Two medical experts, Dr. H. Bryant Nguyen from Loma Linda University Medical Center, an expert in sepsis and emergency medicine, and Dr. Ron Walls of Boston, former director of the division of Emergency Medicine at Harvard Medical School, said Jain’s treatment fell below the appropriate standard of care.

Bajo, a D.O. licensed in Nevada since 1995, did not treat Jain like a critically ill patient and failed to provide the proper treatments with the necessary urgency, according to Nguyen and Walls.

Both experts said records showed that between 11 a.m., when the ER doctor ordered Jain transferred to intensive care, and about 2:30 p.m., when Jain was actually transferred to ICU, Jain wasn’t properly monitored by Bajo or nurses.

There are discrepancies in the records about when Wade, an M.D. licensed in Nevada in 2008, was contacted about Jain. Was it 10:30 a.m. or 12:15 p.m.?

But Wade didn’t see Jain until about 1:10 p.m., when Jain was still in the ER. Then Wade didn’t see his patient again until 6:30 p.m. That, too, was substandard care for a critically ill patient, according to Nguyen.
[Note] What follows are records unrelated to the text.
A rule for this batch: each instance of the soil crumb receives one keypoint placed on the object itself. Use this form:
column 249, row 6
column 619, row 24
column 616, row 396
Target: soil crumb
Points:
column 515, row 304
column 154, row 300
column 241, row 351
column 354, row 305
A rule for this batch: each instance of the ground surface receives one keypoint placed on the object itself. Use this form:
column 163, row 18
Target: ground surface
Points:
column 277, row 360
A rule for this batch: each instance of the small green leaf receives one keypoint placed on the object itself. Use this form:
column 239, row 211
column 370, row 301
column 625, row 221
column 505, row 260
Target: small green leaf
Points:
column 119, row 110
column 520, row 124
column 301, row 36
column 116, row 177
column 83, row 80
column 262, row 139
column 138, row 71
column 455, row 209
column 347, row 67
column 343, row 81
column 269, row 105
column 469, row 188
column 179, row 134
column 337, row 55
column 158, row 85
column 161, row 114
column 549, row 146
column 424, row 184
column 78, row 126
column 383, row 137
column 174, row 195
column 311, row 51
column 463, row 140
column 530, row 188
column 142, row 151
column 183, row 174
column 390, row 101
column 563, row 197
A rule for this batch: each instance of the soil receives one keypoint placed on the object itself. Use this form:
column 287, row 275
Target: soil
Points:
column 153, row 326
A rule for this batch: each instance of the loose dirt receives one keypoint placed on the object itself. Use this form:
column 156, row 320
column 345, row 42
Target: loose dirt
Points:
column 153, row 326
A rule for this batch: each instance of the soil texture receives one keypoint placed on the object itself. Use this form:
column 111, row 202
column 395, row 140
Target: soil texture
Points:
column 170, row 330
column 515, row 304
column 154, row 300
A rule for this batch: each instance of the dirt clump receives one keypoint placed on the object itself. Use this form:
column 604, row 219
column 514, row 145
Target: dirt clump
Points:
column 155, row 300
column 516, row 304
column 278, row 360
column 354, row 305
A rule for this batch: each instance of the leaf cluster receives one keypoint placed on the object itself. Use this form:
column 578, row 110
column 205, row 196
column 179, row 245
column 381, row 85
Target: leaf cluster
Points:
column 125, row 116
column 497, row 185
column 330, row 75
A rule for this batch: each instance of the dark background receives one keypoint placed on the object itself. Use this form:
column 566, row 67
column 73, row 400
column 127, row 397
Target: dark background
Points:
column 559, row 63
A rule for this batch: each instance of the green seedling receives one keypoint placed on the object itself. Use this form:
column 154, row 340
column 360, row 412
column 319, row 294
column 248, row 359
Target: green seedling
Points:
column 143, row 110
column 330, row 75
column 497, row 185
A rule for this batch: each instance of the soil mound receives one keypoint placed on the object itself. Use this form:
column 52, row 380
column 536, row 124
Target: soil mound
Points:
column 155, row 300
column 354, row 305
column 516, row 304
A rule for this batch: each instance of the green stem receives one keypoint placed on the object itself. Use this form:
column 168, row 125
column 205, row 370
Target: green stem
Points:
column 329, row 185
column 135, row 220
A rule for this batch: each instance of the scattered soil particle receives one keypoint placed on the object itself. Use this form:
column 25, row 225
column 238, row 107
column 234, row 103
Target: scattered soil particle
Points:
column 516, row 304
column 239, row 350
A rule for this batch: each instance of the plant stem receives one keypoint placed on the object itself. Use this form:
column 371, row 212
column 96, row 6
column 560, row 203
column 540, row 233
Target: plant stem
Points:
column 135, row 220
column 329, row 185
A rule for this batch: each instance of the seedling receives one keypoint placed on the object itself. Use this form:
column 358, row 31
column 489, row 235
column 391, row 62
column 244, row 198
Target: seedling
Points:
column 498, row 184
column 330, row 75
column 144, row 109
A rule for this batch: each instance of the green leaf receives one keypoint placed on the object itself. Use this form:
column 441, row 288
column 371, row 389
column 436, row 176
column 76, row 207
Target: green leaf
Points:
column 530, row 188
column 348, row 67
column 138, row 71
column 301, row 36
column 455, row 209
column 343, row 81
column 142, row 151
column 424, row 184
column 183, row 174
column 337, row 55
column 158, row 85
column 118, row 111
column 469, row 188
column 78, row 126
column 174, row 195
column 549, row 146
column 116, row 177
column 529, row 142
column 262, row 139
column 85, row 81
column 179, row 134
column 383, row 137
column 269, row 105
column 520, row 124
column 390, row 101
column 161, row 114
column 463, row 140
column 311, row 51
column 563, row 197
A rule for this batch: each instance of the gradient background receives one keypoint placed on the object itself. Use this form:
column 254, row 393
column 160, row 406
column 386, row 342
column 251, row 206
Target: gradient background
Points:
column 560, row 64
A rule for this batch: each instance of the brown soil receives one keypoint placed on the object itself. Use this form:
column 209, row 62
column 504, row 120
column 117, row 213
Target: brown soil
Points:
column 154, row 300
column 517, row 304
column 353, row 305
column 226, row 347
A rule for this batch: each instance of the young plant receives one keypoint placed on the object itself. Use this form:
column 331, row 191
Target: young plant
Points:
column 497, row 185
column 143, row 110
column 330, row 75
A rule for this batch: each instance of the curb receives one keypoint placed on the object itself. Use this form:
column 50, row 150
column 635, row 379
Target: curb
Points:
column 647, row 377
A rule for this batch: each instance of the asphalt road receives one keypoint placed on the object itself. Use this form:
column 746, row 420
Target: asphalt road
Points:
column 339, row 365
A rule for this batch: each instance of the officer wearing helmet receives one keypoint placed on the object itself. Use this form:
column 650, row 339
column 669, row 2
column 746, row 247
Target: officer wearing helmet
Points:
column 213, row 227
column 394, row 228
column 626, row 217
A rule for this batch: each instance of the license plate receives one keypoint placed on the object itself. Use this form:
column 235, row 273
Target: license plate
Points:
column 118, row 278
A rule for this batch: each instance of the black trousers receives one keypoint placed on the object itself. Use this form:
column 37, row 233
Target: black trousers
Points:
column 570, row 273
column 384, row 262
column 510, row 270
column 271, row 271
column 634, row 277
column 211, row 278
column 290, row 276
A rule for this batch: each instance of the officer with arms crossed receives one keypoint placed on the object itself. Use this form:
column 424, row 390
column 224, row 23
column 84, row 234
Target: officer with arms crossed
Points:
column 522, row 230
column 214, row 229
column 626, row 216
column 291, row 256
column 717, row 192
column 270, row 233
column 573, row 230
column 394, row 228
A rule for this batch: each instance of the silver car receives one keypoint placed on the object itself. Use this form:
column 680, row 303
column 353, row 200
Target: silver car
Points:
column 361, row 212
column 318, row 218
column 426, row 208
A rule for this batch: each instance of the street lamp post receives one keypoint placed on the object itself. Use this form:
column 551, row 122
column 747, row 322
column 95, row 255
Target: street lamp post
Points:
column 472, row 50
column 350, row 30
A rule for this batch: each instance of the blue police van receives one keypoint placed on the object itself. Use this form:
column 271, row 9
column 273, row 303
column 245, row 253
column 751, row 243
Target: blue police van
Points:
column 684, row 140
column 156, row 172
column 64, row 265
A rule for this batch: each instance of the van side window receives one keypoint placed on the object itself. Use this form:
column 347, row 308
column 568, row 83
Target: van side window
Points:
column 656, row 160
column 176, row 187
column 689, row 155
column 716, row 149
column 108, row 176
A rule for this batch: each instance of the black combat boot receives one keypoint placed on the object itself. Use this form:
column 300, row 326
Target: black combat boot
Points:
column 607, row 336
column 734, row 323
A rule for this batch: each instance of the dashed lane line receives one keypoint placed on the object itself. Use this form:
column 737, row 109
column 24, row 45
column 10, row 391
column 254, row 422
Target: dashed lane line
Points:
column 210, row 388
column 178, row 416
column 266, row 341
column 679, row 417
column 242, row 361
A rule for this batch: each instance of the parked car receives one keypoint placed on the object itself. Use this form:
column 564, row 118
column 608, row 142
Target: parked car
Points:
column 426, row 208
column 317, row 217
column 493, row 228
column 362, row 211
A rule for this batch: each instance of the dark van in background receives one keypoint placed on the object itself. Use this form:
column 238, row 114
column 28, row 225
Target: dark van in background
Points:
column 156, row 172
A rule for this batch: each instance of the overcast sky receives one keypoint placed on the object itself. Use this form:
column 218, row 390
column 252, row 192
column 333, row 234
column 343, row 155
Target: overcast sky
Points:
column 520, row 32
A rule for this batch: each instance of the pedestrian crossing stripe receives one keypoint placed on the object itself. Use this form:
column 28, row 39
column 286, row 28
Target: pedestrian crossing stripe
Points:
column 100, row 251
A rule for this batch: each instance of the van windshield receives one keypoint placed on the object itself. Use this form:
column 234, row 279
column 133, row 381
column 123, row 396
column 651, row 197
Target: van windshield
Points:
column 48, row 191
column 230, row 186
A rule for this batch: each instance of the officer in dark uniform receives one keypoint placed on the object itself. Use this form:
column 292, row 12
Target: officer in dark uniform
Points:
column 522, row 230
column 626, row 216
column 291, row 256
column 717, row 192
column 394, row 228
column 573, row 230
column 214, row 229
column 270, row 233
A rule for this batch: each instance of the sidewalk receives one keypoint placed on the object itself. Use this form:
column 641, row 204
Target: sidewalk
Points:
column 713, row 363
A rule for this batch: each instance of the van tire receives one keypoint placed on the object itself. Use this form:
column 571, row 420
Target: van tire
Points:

ER nurses also were negligent for not telling Bajo that his 11 a.m. order to transfer Jain to intensive care wasn’t being done, Nguyen said. He blamed ICU nurses for not promptly telling Wade tests showed Jain needed a respiratory therapist.

Nguyen believed Jain would have survived with proper and timely treatment .

These are allegations and opinions connected to a lawsuit, and the doctors and the hospital will have a chance to present a defense later.

But, if true, what kind of treatment can the rest of us hope for if this can happen to Dr. Jain?